Before the growth of Hawaiian immersion programs, artists like Keola Beamer and Henry Kapono were discouraged from speaking Hawaiian.
“My grandparents spoke Hawaiian fluently, but never to us,” he recalls. “They wanted us to learn English and to be able to compete in the white man’s world. We couldn’t even speak pidgin English. My mom would not allow us to speak pidgin English, speak proper English.”

Henry Kapono (left) will welcome Keola Beamer to the Maui Arts & Cultural Center on March 27 for the next installment of the Artist 2 Artist series. Photo courtesy Mustafa Bilal
In early March, Beamer conducted his last Aloha Music Camp, in Kona, joined by his wife and fellow Maui musicians Jeff Peterson, Kevin Brown and Kumu Hula Uluwehi Guerrero. The camp debuted in 2001, guided by his mother Auntie Nona Beamer’s vision of creating a gathering place for people to experience Hawaii’s culture and music.
“We had 25 years of operating the Aloha Music Camp on three different islands and great, sweet people,” he says “I remember Ram Dass talking about the whole idea of contentment and I have contentment in my heart, and I’m interested in exploring that too, see where that goes. I have a happy, wonderful life surrounded by loved ones and beautiful places. As you get older, the question marks got bigger. I would like to think about those things and just not be on duty. Music has been great, but responsibilities are less significant with that kind of work. So time for some younger thinking in a new direction.”
Lahaina area residents living in the Wahikuli Hawaiian Homes community, the Beamers are still recovering from the impact of the fire. “It’s different, we’re still trying to figure it out, day by day,” he says. “I’m still dealing with my own feelings of loss. During that period after the fire we did a benefit with the help of some wonderful friends and raised almost $100,000. We decided because Moana and I were on the ground two houses away from where the fire stopped, we knew who was impacted. It was our neighbors, people that we loved and associated with for years. So we picked the people that we felt were the most severely impacted, people that we saw just struggling. We picked 6 families and provided them with a monthly stipend for a period of a year. What it did was it put food on the table so they could navigate the rest of it. One of our grantee families was one of the first families to rebuild in Wahikuli.”
His recent projects include playing with Honolulu Symphony Orchestra concertmaster Ignace Jang and world-renowned Korean violinist, Chee-Yun, on a moving tribute to Korean immigrants to Hawaii. The South Korean documentary “Songs of Love from Hawaii,” included their experience at Molokai’s Kalaupapa.

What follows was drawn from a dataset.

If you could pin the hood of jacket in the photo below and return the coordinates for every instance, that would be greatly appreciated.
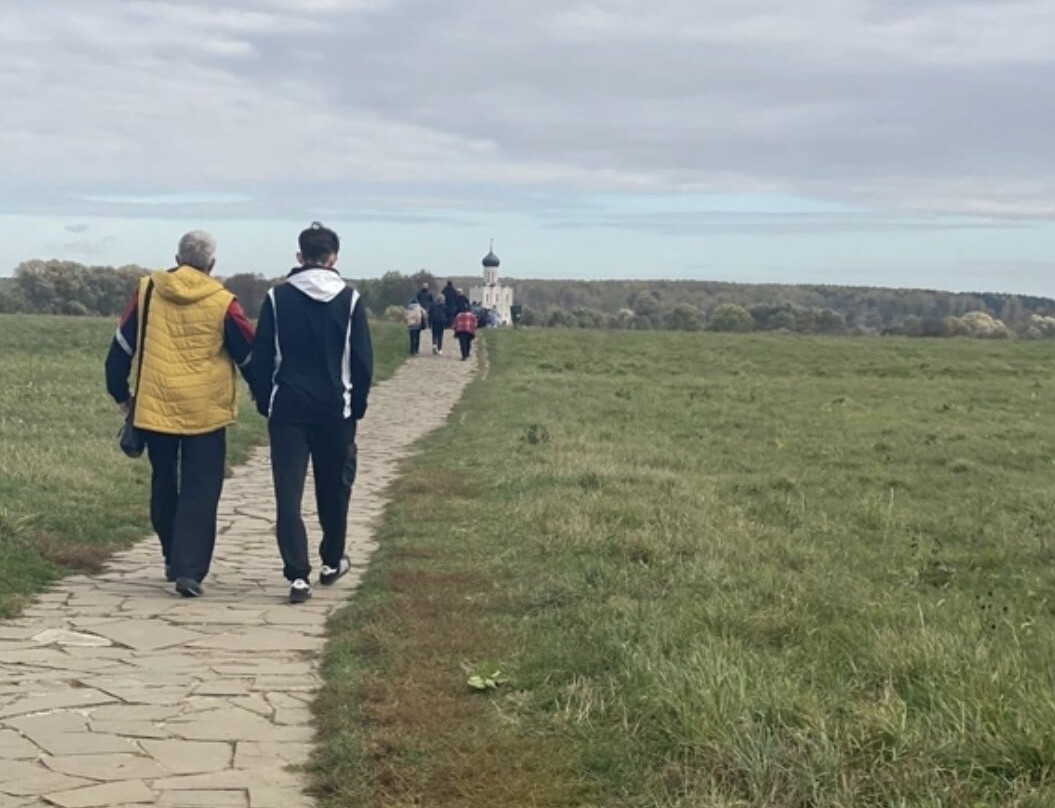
(185, 285)
(319, 283)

“It’s a tribute to Korean ancestors who moved into a new world and gave everything up and you’re hoping for the best and some doctor sees a little scar on your cheek and you’re diagnosed with leprosy and there’s no appeal,” he says. “You’re put on the boat and you’re completely turned upside down. Hawaiians too. It’s a tribute to the resilience of human beings and their ability to cope. The director, this lovely, beautiful spirit and intentioned Korean woman, created this work of love. That’s why I did it. I felt the aloha.”
For the Artist 2 Artist show, he says, “we’ll share a bunch of stuff. The shows give the audience a little peek at how artists work together and the fascinating history of some of the songs. It gives more context for people and I think that’s valuable.”
Kapono and the Beamers with Nick La’a perform on March 27 at 7 p.m. at the MACC’s McCoy Studio Theater. Tickets are $45, $55, and $75 plus applicable fees.